Bem-vindos a Marwen
Uma terrível
agressão em um bar deixa o fotógrafo Mark Hogancamp (Steve Carrel) em coma, sem
memória e com ferimentos profundos no rosto. Aos poucos recupera-se das lesões e
recebe alta. Sozinho, fecha-se em casa e lá cria um mundo paralelo com bonecos
que ele colecionava, que adquirem vida própria e o ajudam a destruir os
fantasmas do passado.
Outro
filme de Robert Zemeckis com a técnica de motion capture, onde os atores gravam
as cenas revestidos por sensores em pontos estratégicos do corpo, e depois, com
computação gráfica, um personagem é inserido nele – entre 2004 e 2018 o premiado
cineasta experimentou quatro vezes os recursos, em “O expresso polar” (2004),
“A lenda de Beowulf” (2007), “Os fantasmas de Scrooge” (2009) e agora em “Bem-vindos
a Marwen” (2018). Diferente dos anteriores, este é uma animação em CG, mas com
atores contracenando juntos. Outra diferença é o teor real da história.

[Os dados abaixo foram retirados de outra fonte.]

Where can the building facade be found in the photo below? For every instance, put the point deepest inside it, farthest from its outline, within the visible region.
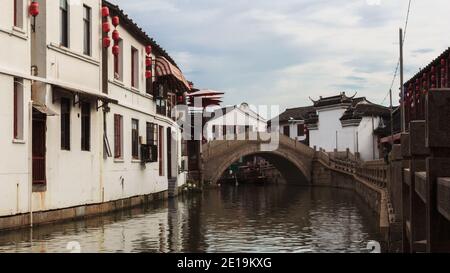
(292, 123)
(82, 120)
(341, 122)
(228, 122)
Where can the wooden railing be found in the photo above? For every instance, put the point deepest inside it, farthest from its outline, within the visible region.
(375, 172)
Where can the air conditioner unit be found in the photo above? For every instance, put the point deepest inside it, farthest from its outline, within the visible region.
(149, 153)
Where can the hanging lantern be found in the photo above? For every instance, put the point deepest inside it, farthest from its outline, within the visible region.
(116, 50)
(34, 9)
(106, 42)
(115, 21)
(148, 62)
(116, 35)
(105, 11)
(106, 28)
(148, 49)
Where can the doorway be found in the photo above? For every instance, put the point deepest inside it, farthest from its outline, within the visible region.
(39, 149)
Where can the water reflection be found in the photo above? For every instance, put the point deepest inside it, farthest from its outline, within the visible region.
(230, 219)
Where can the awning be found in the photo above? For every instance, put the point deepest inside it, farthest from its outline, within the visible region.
(165, 68)
(390, 139)
(44, 109)
(83, 93)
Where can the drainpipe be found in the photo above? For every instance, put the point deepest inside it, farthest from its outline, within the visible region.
(30, 161)
(373, 139)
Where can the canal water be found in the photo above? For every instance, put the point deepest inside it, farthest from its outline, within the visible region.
(228, 219)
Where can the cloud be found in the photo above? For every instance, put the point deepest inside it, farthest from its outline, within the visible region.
(282, 52)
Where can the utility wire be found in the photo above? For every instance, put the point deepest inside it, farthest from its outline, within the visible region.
(398, 63)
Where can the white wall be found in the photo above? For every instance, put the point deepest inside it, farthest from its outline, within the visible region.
(367, 141)
(293, 130)
(14, 162)
(325, 136)
(74, 177)
(236, 117)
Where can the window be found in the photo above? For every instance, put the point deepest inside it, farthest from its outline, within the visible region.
(160, 150)
(152, 134)
(134, 67)
(301, 129)
(135, 138)
(286, 131)
(64, 23)
(65, 124)
(18, 109)
(18, 13)
(87, 30)
(85, 126)
(118, 140)
(118, 59)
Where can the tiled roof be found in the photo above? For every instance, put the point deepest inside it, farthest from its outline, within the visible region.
(298, 113)
(137, 31)
(435, 62)
(333, 100)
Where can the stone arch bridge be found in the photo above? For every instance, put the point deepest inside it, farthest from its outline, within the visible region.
(292, 158)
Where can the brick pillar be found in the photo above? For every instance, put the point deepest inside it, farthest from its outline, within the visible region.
(437, 111)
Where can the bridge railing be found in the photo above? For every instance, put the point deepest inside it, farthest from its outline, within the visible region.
(375, 172)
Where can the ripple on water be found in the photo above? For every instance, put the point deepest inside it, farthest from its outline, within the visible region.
(246, 219)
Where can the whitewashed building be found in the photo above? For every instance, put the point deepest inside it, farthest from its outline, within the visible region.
(15, 107)
(80, 125)
(341, 122)
(227, 122)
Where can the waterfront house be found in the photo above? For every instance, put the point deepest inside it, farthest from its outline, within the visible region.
(292, 123)
(15, 107)
(86, 114)
(228, 122)
(343, 122)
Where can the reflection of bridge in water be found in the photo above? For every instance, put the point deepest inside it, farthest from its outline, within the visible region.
(292, 158)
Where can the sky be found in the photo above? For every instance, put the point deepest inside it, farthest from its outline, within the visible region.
(267, 52)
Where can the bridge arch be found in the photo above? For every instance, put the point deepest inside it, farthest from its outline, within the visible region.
(292, 158)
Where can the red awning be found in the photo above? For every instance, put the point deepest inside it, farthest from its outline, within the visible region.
(165, 68)
(388, 139)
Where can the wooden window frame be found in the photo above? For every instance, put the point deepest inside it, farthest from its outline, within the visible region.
(134, 67)
(65, 123)
(85, 126)
(64, 23)
(161, 150)
(118, 136)
(301, 129)
(135, 139)
(87, 32)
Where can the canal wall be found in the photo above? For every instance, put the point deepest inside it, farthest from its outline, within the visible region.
(376, 198)
(82, 211)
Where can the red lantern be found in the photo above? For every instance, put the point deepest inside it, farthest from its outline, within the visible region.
(34, 9)
(148, 62)
(116, 50)
(106, 28)
(106, 42)
(116, 35)
(148, 49)
(115, 21)
(105, 11)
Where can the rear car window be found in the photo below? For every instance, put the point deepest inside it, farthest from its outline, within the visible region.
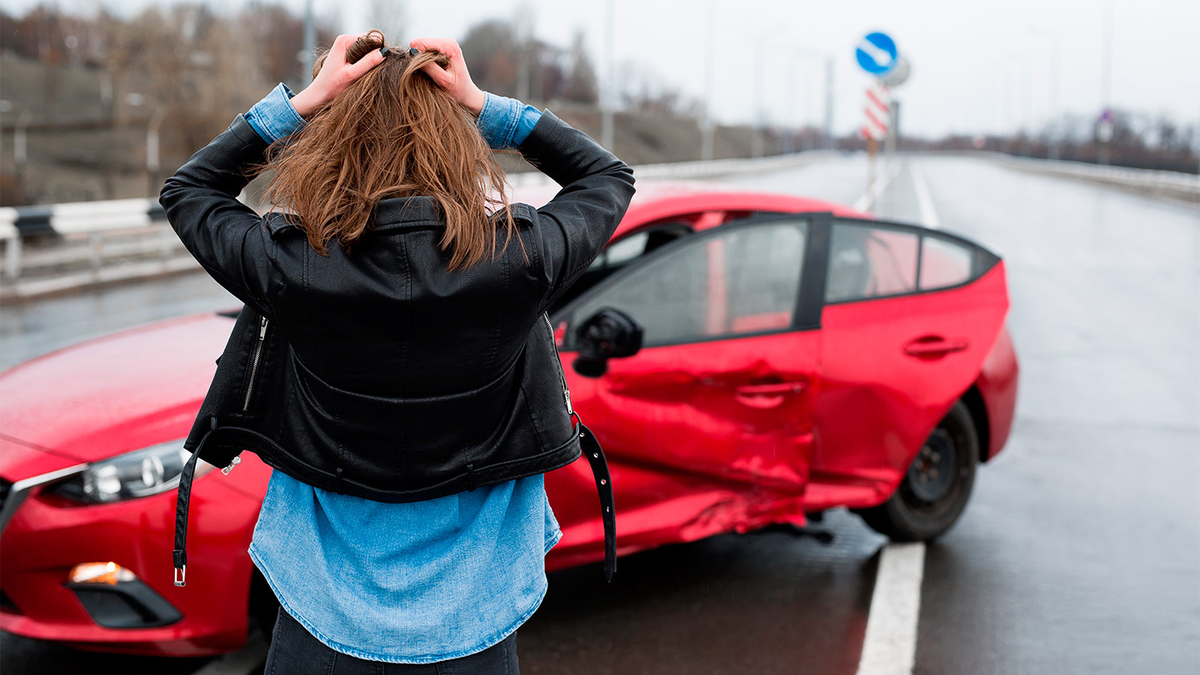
(870, 262)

Zemeckis traz à tona, com sensibilidade, uma biografia forte sobre violência causada
por preconceito e superação diante de terríveis tragédias que estamos sujeitos.
Traça assim parte da trajetória do fotógrafo Mark Hogancamp, que em 2000, num bar,
foi brutalmente espancado por cinco rapazes após comentar que era cross dresser
(ele gostava de se vestir de mulher). Quase morreu, ficou em coma, com uma
profunda cicatriz no rosto – os agressores foram detidos, depois soltos e nunca
cumpriram pena. Hogancamp saiu do hospital com sequelas, dentre elas a perda de
memória, e foi para casa, trancando-se em um mundo paralelo que ele cria no
quintal. Lá ele montou uma cidade de bonecos, com action figures que
colecionava, projetando-se nas histórias incríveis de aventura e guerra inventadas
pela sua mente ideativa. Por exemplo, os agressores que bateram nele aparecem como
soldados nazistas na Segunda Guerra Mundial, enquanto ele é um fuzileiro corajoso,
auxiliado por um grupo de mulheres atiradoras. A cidade em miniatura é chamada por
ele de Marwen, um local onde Hogancamp abstrai as tristezas e tenta conviver num
mundo sem amarguras ao lado das figuras de plástico. E lá também explorava seu lado
profissional, de fotógrafo, captando com uma máquina moderna cada movimento dos
bonecos (tempos depois as fotos de Hogancamp foram recuperadas, expostas e
tornaram-se mundialmente famosas).
Zemeckis
contou uma lentidão e poesia uma história dramática e tristonha que lembra o
seu “Forrest Gump” (pelo qual ganhou o Oscar de diretor, em 1995) – ambos os personagens
são cidadãos solitários que narram histórias incríveis para apagar seus
fantasmas do passado. “Bem-vindos a Marwen” mantem um ritmo calmo, alternando
uma cena aqui e ali de aventura e guerra, com fantasia, em que Steve Carell, que
costuma ser vibrante em cena, teve de se abster para compor esse estranho personagem
sem carisma, robotizado, com o objetivo de tratar com poucas expressões o
amargor de sua vida. Ele é um dos poucos homens do filme, contracenando com
Leslie Mann, Diane Kruger,
Eiza González, a esposa do diretor Leslie Zemeckis e Gwendoline Christie (elas
intercalam aparições “de carne e osso” e também como boneco).
Não
só o destaque vai para a história como para a técnica, um primor, em que os bonecos
conversam (como se fosse uma extensão de pensamento do protagonista), lutam,
atiram, matam, fogem de carro etc.
Zemeckis
também escreveu o roteiro, uma adaptação direta do premiado documentário
“Marwencol” (2010), junto de Caroline Thompson, criadora de “Edward Mãos de
Tesoura” (1990) – outro filme que em partes se assemelha com “Marwen”.
Fracassou
nas bilheterias (acumulou U$ 13 milhões contra um custo de U$ 40 mi) e recebeu comentários
negativos por boa parte da crítica, mas eu gostei e recomendo, pelo ponto de
vista da técnica brilhante, pela história inusitada e pelas sérias questões tratadas
sobre preconceito e violência.
Saiu
esta semana em DVD pela Universal Pictures, com extras imperdíveis!
Bem-vindos a Marwen (Welcome to Marwen). EUA/Japão, 2018,
115 minutos. Drama/Animação. Colorido. Dirigido por Robert Zemeckis.